LET'S BEGIN WITH a shout-out to the back of the book at The Nation, which is so often the first place I hear about a translated novelist worth a look: Bolaño, Ferrante, Zambra, Evelio Rosero, Zakes Mda, and a few others, including Jenny Erpenbeck. Given how under-the-radar translated fiction is in U.S. publishing, I'm grateful that someone is on the lookout for these all-too-easily missed finds.
I was struck by the similarity of The End of Days to Kate Atkinson's best-selling Life after Life, both using the conceit of imagining a series of do-overs for someone who died in childhood, the alteration of one or another circumstance enabling her to live into adolescence, then into adulthood, and so on, finally living to a ripe old age.

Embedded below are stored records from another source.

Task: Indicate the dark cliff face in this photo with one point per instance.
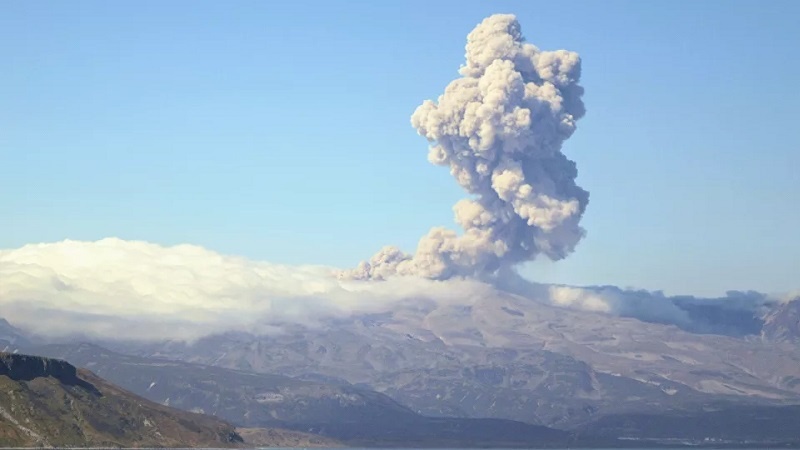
(26, 368)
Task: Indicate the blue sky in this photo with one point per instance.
(280, 130)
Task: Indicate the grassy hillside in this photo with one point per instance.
(49, 402)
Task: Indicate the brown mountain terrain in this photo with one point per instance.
(48, 402)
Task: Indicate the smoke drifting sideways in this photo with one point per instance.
(500, 128)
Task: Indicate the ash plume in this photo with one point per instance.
(500, 128)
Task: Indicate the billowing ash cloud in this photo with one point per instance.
(499, 128)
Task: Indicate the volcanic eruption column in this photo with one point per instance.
(500, 128)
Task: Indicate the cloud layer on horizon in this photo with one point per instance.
(117, 289)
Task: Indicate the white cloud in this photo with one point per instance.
(137, 290)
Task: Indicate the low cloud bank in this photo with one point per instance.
(116, 289)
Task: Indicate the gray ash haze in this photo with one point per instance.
(500, 128)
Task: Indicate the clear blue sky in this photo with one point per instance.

Erpenbeck's novel appeared first (2012 vs. 2013), but she and Atkinson must have been working on them at roughly the same time, and Atkinson may well have never been aware of Erpenbeck's somewhat similar project--the English translation appeared in 2014.

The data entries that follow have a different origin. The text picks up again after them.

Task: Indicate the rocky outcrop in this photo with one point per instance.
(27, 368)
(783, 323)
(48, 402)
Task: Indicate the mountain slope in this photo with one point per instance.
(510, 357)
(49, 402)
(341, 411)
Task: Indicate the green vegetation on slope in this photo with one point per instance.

I liked Erpenbeck's novel more, though, for whatever that's worth--it is drier, subtler, more austere, although that could just be the difference between English literary fiction and continental literary fiction generally. Then, too, the circumstances Erpenbeck's serially-reborn character has to navigate feel starker, graver. Atkinson's character has to deal with the influenza epidemic of 1919 and the Battle of Britain, which are terrible enough, but Erpenbeck's encounters pogroms, Nazism, Stalinist purges, the collapse of communism…as Timothy Snyder's Bloodlands shows us, eastern Europe in the middle of the 20th century is the Job of modern history.
Nor (I would say) is there anything in Atkinson's novel to equal the poignance of a complete set of Goethe's works that we glimpse a few times in the early chapters and then once again, once we have been given time to forget about it, near the end.
The End of Days makes all the more salient what impressed me most about Life after Life, the sheer contingency of our lives, the astonishing fact that anyone survives in our precarious circumstances, our incurable vulnerability.